As with all good holidays though, Clare’s quickly comes to an end, and having waved goodbye to her Berlin beau, she reluctantly prepares to move on. Unable to quite bring herself to leave, however, Clare performs a swift u-turn and surprises Andi by extending her stay a little longer, and they spend one final passionate night in Andi’s apartment.

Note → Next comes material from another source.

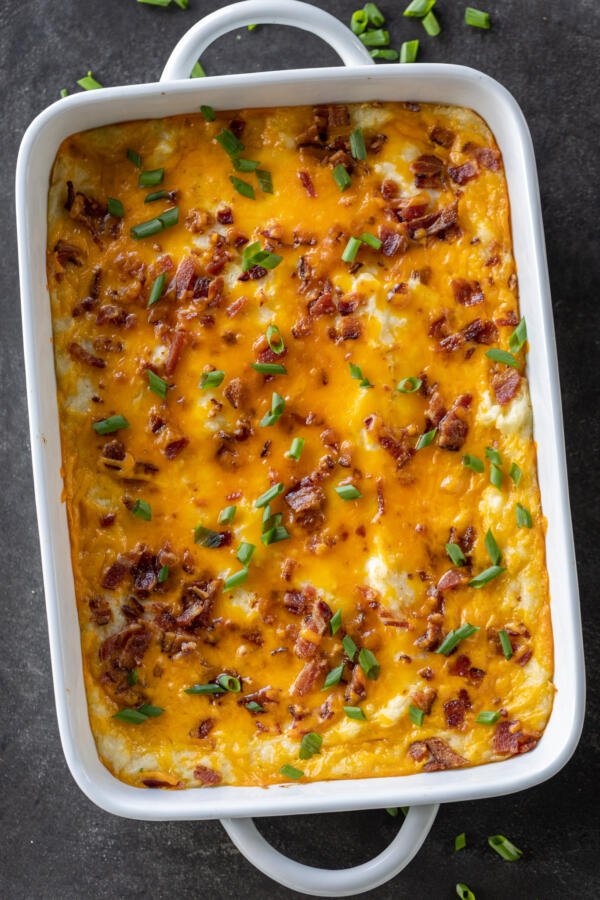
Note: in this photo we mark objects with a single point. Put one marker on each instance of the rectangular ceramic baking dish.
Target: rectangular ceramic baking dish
(358, 81)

The following morning, with Andi having gone to work, Clare gathers her things and prepares once again to leave. Only, she can’t. The apartment has been locked. With no spare key and having exhausted all other possibilities, Clare resigns herself to a further day in Andi’s apartment until he returns from work.
Clare will wait patiently until the evening. They will laugh about the unfortunate mix up, and she will then head off that evening.
Or so she thinks.
Berlin Syndrome is, more than anything, a refreshingly original take on the whole ‘kidnap’ film genre, exploring this concept from both the victim and the perpetrator’s point of view. What initially appears to be something of a mutually exciting rendezvous, quickly dissolves into something of a toxic partnership; a free spirit unfortunate to find herself seduced by a troubled man with a very genuine antisocial personality disorder.
From short-term lover to distressed prisoner, to resigned captive, Clare goes through the entire gamut of emotions, trying in vain not only to escape her imprisonment, but given the hopelessness of her predicament, to also come to terms with her lot.
Andi on the other hand, far from being painted to be some sort of mysterious, one-dimensional Nosferatu type, is observed going about his daily business as a teacher and dutiful family member; a repetitive routine built upon an enormous lie which, on admitting to his work colleagues that he has a new girlfriend, becomes increasingly difficult to maintain. Clare’s continued non-appearance at social functions sparks suspicions and doubts within the minds of Andi’s colleagues as to whether she even exists at all.
Andi’s assessment of his relationship – and indeed even what constitutes a relationship in the first place – is bordering on tunnel-visioned and autistic in its single-mindedness. Somehow justifying everything in his own mind, he ignores Clare’s repeated, somewhat peripheral (to him) cries for help and pleas for mercy.
Considering the remote location of Andi’s apartment and his attention to the very smallest of details when it comes to keeping his ‘prison’ secure, if Clare is to ever escape, it’s going to take something particularly imaginative.
Gradually, however, with the passing of time, Clare’s omnipresent hopes of escape gradually diminish, whilst her reliance upon and empathy towards her captor steadily intensifies.
Shortland’s piece is a fascinating glimpse at this most dysfunctional of ‘relationships’, built as it is upon distress, delusion, reluctant acceptance and outright fear. Rarely if ever does Shortland resort to sensationalism, adopting instead an approach that is subtle and thought-provoking, steering almost entirely away from the predictable or clichéd. And the palpable sense of tension and desperation that builds so ominously, is expertly enhanced by Bryony Marks’ sparingly-applied, rather eerie soundtrack.
Teresa Palmer is excellent portraying this particular damsel in distress, whilst Max Riemelt’s turn as the unpredictable, insecure, Andi, is cold, aloof and lacking in compassion – exactly what’s required.
Berlin Syndrome doesnt’ necessarily redefine the genre of ‘kidnap cinema’, but through its clever exploration of both the captor and the captive, and of the rather muddled grey area that constitutes the awkward ‘bond’ between them, it provides a refreshingly honest dose of bleak realism in this well-balanced, uber-tense and compelling tale.